Chapters 6 & 7 Flashcards
Statistical Inference
A procedure by which we use information from a sample to reach conclusions about a population. 2 general areas: Estimation and Hypothesis Testing
Estimation
Uses sample data to calculate a statistic.
Sampled Population
The population from which you draw your sample
Target Population
The population you wish to make an inference about; the population you wish to generalize your results to
Point Estimate
A single numerical value used to estimate the corresponding population parameter
Interval Estimate
A range of values (with a lower and upper bound) constructed to have a specific probability (or confidence) of including the population parameter
Estimator
The rule that tells us how to compute the estimate
Estimate
A single computed value
Precision of the Estimate (Margin of Error)

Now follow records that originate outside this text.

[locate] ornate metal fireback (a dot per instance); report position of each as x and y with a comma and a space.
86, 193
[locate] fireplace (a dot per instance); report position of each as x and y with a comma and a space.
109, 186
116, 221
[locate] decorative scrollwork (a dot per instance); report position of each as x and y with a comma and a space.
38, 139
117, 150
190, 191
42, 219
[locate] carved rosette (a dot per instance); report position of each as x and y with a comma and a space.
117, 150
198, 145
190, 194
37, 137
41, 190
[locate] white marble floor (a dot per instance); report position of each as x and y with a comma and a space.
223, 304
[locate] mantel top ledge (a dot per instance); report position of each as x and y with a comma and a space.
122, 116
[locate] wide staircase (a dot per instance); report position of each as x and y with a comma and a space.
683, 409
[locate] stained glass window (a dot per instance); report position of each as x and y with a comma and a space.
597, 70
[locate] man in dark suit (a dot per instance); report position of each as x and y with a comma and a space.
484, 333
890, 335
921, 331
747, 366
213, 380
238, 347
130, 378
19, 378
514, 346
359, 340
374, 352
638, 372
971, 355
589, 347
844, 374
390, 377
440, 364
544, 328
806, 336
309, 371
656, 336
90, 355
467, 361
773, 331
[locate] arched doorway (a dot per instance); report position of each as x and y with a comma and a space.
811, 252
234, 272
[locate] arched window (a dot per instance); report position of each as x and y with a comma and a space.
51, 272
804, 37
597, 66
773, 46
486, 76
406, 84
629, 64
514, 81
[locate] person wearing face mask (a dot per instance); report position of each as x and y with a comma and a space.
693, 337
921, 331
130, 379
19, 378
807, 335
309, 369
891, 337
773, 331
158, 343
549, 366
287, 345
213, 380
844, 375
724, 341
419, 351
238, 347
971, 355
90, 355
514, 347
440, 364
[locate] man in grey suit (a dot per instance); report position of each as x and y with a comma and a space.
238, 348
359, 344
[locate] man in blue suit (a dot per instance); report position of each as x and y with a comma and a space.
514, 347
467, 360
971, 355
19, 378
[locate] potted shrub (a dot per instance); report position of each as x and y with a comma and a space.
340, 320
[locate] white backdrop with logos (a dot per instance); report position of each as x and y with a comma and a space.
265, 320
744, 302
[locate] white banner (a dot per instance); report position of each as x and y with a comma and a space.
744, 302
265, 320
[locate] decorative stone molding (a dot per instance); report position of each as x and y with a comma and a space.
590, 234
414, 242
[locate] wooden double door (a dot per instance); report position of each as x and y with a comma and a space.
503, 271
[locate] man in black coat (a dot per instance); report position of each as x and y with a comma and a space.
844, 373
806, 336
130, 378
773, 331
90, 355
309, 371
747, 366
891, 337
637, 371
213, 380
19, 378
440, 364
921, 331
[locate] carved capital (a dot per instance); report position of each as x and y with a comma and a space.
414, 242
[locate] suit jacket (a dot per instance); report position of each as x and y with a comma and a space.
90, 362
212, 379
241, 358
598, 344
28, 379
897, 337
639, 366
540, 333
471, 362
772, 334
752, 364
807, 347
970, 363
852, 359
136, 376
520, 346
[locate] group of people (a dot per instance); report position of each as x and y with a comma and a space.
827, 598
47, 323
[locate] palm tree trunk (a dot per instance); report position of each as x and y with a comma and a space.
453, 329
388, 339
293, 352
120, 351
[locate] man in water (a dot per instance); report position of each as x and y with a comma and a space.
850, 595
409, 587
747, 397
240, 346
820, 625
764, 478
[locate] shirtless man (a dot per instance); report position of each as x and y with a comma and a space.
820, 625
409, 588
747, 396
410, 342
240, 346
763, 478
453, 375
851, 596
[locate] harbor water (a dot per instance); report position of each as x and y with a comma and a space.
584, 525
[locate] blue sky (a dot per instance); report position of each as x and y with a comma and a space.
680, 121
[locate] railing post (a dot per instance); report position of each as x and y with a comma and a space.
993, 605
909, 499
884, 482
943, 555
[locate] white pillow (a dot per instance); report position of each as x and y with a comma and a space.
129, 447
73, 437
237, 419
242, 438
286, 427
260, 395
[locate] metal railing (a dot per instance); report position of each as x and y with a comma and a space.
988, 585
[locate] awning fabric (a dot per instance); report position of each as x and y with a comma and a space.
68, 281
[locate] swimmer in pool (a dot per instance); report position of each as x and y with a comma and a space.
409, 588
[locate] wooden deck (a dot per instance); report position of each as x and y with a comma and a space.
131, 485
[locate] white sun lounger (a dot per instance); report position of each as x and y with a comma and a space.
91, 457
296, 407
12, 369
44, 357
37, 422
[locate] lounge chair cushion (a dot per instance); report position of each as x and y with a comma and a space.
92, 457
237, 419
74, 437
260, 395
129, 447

Reliability Coefficient times Standard Error
Reliability Coefficient
Z or T value when finding CI
Probabilistic Interpretation
In repeated sampling of a normal distribution population with a known s.d., 100(1-alpha) percent of all intervals will in the long run include the population mean.
Practical Interpretation
When sampling a normally distributed population with a known s.d., we are 100(1-alpha) percent confident that the single computed interval will contain the population mean
Z Values for 90, 95, and 99% CIs
90 = 1.645, 95 = 1.96, 99 = 2.58
T-Statistic
the result of using s instead of sigma is a distribution with a s.d. > 1, so it is not normal. The resulting distribution is the t-distribution
Degrees of Freedom (df)
the number of independent pieces of information that go into the estimate.